$200K Grant Helps Nashville's Local Artists Find Affordable Housing

Author Richard Florida captivated creative types with his 2002 book The Rise of the Creative Class, which argued that artists contributed significantly to urban economies. Too bad many artists can’t afford to live in thriving cities.

Nashville’s artists, however, may soon be eligible for loans that would provide them with housing assistance — local nonprofit the Housing Fund received a $200,000 grant to help lower- and middle-income artists in Middle Tennessee buy, rehabilitate and construct affordable living and studio spaces.

Two national organizations, the Kresge and Surdna Foundations, awarded the grant money, which will assist the Housing Fund in its Make a Mark Loan Program.

“The Make a Mark program will provide financing to artists and the creative community and will ensure that the artistic community will have an affordable, permanent stake in neighborhoods throughout Nashville and Davidson County,” said Paul Johnson, the Housing Fund’s president.

For more information about the loan program, contact Adriane Harris at (615) 515-2212.

Here’s the Housing Fund’s complete statement about the grant:

A $200,000 grant to The Housing Fund from the Kresge and Surdna Foundations will support the development of lending products for the purchase, purchase/rehab and/or new construction of artist live/work or production space in Nashville and Davidson County. The Housing Fund was one of seven community lenders from across the country to receive a grant from the foundations. The Housing Fund is a community development financial institution (CDFI), which is a local lender dedicated to providing affordable lending to underserved markets. The fund’s mission is to provide resources and creative leadership to help individuals and communities create and maintain affordable and healthy places to live. With over $21 million in assets, The Housing Fund has lent over $67 million, leveraging $415 million in private financing for more than 4,500 housing units and community development projects in the area.

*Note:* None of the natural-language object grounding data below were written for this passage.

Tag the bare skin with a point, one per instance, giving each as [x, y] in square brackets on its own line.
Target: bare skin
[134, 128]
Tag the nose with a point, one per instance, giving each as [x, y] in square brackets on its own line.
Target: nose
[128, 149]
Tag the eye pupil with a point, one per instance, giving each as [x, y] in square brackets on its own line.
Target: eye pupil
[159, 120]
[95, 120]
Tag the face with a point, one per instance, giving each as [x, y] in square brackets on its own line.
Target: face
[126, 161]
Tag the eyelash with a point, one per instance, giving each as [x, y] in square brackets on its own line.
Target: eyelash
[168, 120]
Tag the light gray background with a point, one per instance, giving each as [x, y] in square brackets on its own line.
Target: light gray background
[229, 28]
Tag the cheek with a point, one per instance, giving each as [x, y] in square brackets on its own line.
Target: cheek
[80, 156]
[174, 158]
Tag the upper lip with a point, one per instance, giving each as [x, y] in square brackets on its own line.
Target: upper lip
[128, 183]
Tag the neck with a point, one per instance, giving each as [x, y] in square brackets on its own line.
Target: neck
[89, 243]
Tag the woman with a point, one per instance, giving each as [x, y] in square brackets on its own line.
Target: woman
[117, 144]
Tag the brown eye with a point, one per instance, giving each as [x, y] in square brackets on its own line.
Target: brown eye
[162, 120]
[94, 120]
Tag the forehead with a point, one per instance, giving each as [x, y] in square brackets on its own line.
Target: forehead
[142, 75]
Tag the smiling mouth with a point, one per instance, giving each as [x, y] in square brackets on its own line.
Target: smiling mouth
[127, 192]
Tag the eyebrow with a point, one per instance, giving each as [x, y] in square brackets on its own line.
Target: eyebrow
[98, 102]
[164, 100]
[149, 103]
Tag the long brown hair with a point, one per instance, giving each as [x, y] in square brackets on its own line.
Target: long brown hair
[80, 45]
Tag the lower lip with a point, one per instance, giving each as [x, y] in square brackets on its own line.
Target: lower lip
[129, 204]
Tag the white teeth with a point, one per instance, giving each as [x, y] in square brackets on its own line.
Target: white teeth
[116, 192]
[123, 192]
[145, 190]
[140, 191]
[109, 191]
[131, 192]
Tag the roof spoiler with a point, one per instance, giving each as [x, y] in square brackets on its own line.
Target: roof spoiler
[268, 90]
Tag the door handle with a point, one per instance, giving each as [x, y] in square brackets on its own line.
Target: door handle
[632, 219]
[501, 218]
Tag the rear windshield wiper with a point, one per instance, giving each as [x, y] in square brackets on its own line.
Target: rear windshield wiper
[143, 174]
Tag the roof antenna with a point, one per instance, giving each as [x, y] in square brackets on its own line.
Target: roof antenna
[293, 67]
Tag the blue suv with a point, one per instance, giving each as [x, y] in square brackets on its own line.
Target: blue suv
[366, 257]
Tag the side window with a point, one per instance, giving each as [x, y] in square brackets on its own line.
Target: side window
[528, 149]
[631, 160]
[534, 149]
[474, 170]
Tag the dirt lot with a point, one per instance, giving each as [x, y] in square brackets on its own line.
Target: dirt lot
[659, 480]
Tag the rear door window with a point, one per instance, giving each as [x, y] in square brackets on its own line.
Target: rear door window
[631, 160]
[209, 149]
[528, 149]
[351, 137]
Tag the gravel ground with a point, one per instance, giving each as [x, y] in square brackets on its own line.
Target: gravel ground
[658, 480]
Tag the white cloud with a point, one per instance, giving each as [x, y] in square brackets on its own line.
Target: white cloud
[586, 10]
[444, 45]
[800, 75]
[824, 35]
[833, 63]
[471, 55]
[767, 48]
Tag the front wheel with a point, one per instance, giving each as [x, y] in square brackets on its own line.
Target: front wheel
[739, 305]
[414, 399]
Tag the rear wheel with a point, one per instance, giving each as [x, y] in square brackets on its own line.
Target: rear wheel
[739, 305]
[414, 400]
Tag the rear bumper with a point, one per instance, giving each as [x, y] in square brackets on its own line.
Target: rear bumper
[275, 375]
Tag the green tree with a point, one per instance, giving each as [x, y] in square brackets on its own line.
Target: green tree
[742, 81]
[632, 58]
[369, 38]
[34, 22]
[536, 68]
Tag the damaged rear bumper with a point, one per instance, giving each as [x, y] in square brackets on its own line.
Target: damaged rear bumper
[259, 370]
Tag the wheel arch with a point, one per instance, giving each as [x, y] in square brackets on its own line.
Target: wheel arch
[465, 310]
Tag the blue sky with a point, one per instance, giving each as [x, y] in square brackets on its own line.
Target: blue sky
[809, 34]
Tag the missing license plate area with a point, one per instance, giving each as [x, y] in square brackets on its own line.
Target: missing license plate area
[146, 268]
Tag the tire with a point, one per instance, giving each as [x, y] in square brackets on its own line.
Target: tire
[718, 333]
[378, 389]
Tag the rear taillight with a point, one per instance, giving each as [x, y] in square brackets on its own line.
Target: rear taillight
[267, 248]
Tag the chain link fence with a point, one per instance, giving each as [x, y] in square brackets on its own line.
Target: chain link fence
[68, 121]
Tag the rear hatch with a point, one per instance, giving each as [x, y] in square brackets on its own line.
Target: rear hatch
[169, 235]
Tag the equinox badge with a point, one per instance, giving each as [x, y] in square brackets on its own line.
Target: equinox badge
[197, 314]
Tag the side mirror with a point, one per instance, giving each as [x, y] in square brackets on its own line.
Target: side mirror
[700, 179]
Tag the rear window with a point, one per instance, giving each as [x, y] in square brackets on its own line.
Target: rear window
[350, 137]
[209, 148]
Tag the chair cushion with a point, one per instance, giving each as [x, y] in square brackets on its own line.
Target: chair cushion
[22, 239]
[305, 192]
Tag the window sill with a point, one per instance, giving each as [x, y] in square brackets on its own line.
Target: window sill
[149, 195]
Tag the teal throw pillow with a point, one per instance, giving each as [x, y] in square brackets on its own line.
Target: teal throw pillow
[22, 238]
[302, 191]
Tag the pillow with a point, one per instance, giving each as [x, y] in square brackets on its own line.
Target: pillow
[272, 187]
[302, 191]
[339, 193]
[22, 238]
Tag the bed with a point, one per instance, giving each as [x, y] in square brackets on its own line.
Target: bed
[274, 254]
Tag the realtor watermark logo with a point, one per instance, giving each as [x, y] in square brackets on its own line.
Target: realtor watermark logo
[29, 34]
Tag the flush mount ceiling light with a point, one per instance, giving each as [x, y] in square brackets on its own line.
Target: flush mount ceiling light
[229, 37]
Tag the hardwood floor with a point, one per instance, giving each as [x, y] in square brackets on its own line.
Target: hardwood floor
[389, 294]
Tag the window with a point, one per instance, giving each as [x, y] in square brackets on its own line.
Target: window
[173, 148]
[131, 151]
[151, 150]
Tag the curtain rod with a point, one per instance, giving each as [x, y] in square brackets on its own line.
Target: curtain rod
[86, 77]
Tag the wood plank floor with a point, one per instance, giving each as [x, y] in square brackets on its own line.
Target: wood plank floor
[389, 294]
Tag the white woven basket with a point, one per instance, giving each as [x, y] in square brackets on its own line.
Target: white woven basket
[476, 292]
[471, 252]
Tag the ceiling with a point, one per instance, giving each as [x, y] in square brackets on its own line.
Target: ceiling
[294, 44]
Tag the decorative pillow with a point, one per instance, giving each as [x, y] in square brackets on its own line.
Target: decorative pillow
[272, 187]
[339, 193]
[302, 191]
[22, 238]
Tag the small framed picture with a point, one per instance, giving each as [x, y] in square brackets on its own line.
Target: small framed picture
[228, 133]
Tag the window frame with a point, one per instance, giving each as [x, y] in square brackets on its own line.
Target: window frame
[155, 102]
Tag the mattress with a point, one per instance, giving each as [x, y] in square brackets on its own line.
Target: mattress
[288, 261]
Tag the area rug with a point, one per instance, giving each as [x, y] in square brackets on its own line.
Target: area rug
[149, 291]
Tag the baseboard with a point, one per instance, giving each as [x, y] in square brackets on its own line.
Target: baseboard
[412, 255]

Paul Johnson, President/CEO of The Housing Fund stated “Permanent investment within culturally diverse areas will assist in the attraction and retention of creative talents and will provide an opportunity for small businesses to grow and flourish. The Make a Mark program will provide financing to artists and the creative community and will ensure that the artistic community will have an affordable, permanent stake in neighborhoods throughout Nashville and Davidson County.”

“Musicians, artists, designers and creative entrepreneurs add the special sauce for our community” added Jennifer Cole, Executive Director of the Metro Nashville Arts Commission. “Increasingly, artisans and creative small business owners are challenged by finding affordable housing and production space. As a city, we must support those individuals who write the songs, make the belts and boots and design the things that make us Music City. The Make a Mark program will provide financing to artists and the creative community and will ensure that the artistic community will have an affordable, permanent stake in neighborhoods throughout Nashville and Davidson County.”

Nashville is the home to a thriving and diverse artistic community with more than 40,000 creative workers but the booming economy means that affordable creative production space is quickly disappearing. The Housing Fund, in coordination with the Metro Nashville Arts Commission, will create an advisory committee to assist in the development of a loan pool for the purchase of affordable work or live/work space for the creative community. Artist investment in neighborhoods will transform neighborhoods into hubs of vibrant creative activity and to ensure that the creative spaces remain affordable.

The joint Kresge-Surdna initiative, called Catalyzing Culture and Community through CDFIs, or C4, is intended to help support and expand CDFIs’ involvement in integrating arts and culture into local revitalization work, an approach to community development known as creative placemaking.

The one-time competitive grant opportunity received more than 40 responses from community lenders to an open request for proposals (RFP) launched in September 2014. The RFP sought two project types—arts- and artist-centered interventions and neighborhood revitalization projects—both focused on deploying alternative capital in disinvested communities to augment efforts that systematically integrate arts, culture, and creative.

“CDFIs can play an important role in helping artists, arts and culture organizations, and non-arts organizations create jobs, attract investments, generate tax revenues, and stimulate local economies,” said Phillip Henderson, president of the Surdna Foundation. “However, the contributions of projects like the Make a Mark program extend far beyond the economy—they help to make our communities healthier, more equitable and sustainable.”

The foundation funding allows the lenders to experiment with projects they might not have considered otherwise. “It provides risk capital,” said Rip Rapson, the Kresge Foundation’s president and CEO. “We’re very pleased that these CDFIs are open to exploring the ways that investment in arts culture and creative enterprises and might meet their mission.”